A player can start packing his bags for the Florida Swing if he notices any of the following characteristics in a foe. In no particular order:

The sly scraper. The legendary Bobby Jones lamented facing a player of this ilk. "When a man misses his drive, and misses his second shot and wins the hole with a birdie, it gets my goat," Jones said.

Azinger could not agree more. "The guy who absolutely terrifies you the most is the one scraping it around and making pars," he says. "You know he isn't going to struggle forever, and if you can't get some separation before he finds his game, you're in trouble."

The incarnation of Ben Crenshaw. "The hot putter will wear you out. What a marvelous weapon," Faldo said. "But that goes [along] with a great short game, which I think wins more matches than anything."

The dude with the serious dog-with-a-bone complex. "Some guys simply show an unwillingness to lose a hole," Azinger said. "They won't go away. It's intestinal fortitude, whatever, but it's almost not skill getting the ball in the hole for them. It's guts, whatever you want to call it."

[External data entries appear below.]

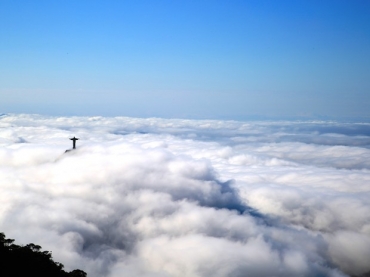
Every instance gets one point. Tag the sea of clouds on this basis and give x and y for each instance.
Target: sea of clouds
(170, 197)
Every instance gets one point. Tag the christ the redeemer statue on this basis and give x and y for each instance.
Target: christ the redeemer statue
(74, 142)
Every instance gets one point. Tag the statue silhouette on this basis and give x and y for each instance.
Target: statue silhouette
(74, 142)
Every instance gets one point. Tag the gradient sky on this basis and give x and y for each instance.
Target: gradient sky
(186, 59)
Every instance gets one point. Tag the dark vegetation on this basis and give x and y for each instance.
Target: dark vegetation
(30, 261)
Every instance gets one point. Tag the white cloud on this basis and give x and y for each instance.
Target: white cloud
(156, 197)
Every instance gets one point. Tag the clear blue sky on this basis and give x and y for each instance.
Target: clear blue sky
(189, 59)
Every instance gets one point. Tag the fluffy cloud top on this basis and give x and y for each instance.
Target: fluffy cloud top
(157, 197)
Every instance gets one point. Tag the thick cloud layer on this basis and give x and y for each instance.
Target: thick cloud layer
(157, 197)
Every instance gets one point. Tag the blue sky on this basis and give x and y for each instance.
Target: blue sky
(186, 59)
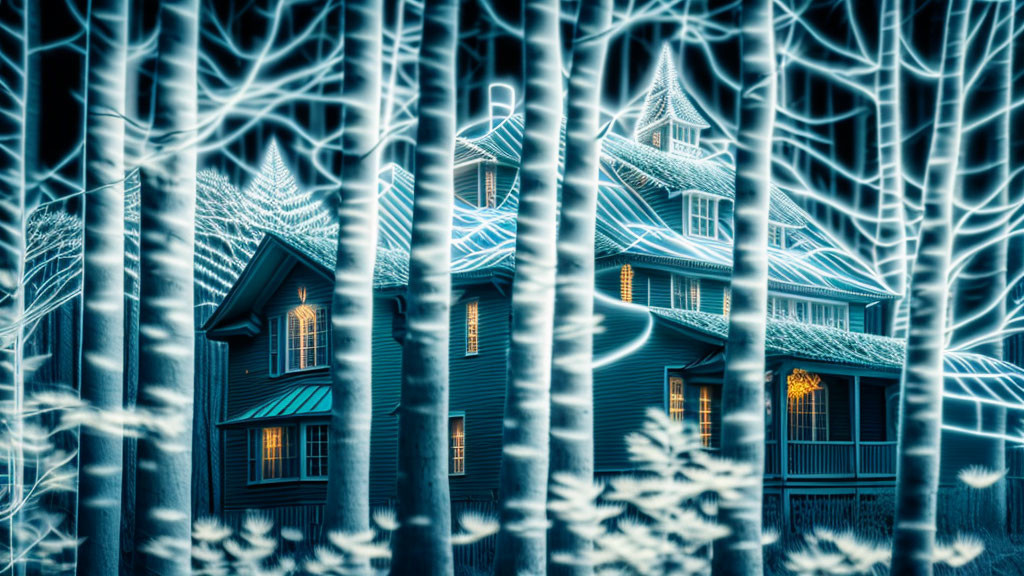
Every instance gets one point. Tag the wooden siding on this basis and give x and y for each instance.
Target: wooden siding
(625, 389)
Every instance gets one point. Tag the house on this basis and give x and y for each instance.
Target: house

The topper. "You're in close and he holes a putt or you hole a putt and he follows you in," Faldo said. "It takes a different kind of nerve at that point, and when a guy's got it, you're miserable."

The bomb-and-gouger who doesn't have to gouge. Said Azinger, "If you have someone like J.B. Holmes 50-80 yards in front of you all day and he's in the fairway, the numbers don't look good for you."

The pure S.O.B. "A guy with a fair amount of hate, for lack of a better word, is a tough one," Faldo says. "How much does he hate to lose? Guys can be chummy playing in a stroke-play event … but match play, you can't just go in, even against a friend, and be nice about it. You have to ask yourself, 'Do I want to win?' You can't let the golfing gods decide."

A guy who looks like Tiger Woods. If the three-time winner and defending champion makes this his return from reconstructive knee surgery, does anyone really want a piece of that? Other than Nick O'Hern, that is, who twice has eliminated the world's No. 1-ranked player.

Yes, such turns of event merely reassert the notion that the battle in match-play golf doesn't always go to the best. Doubtful Mr. Runyon would even say it's the way to bet.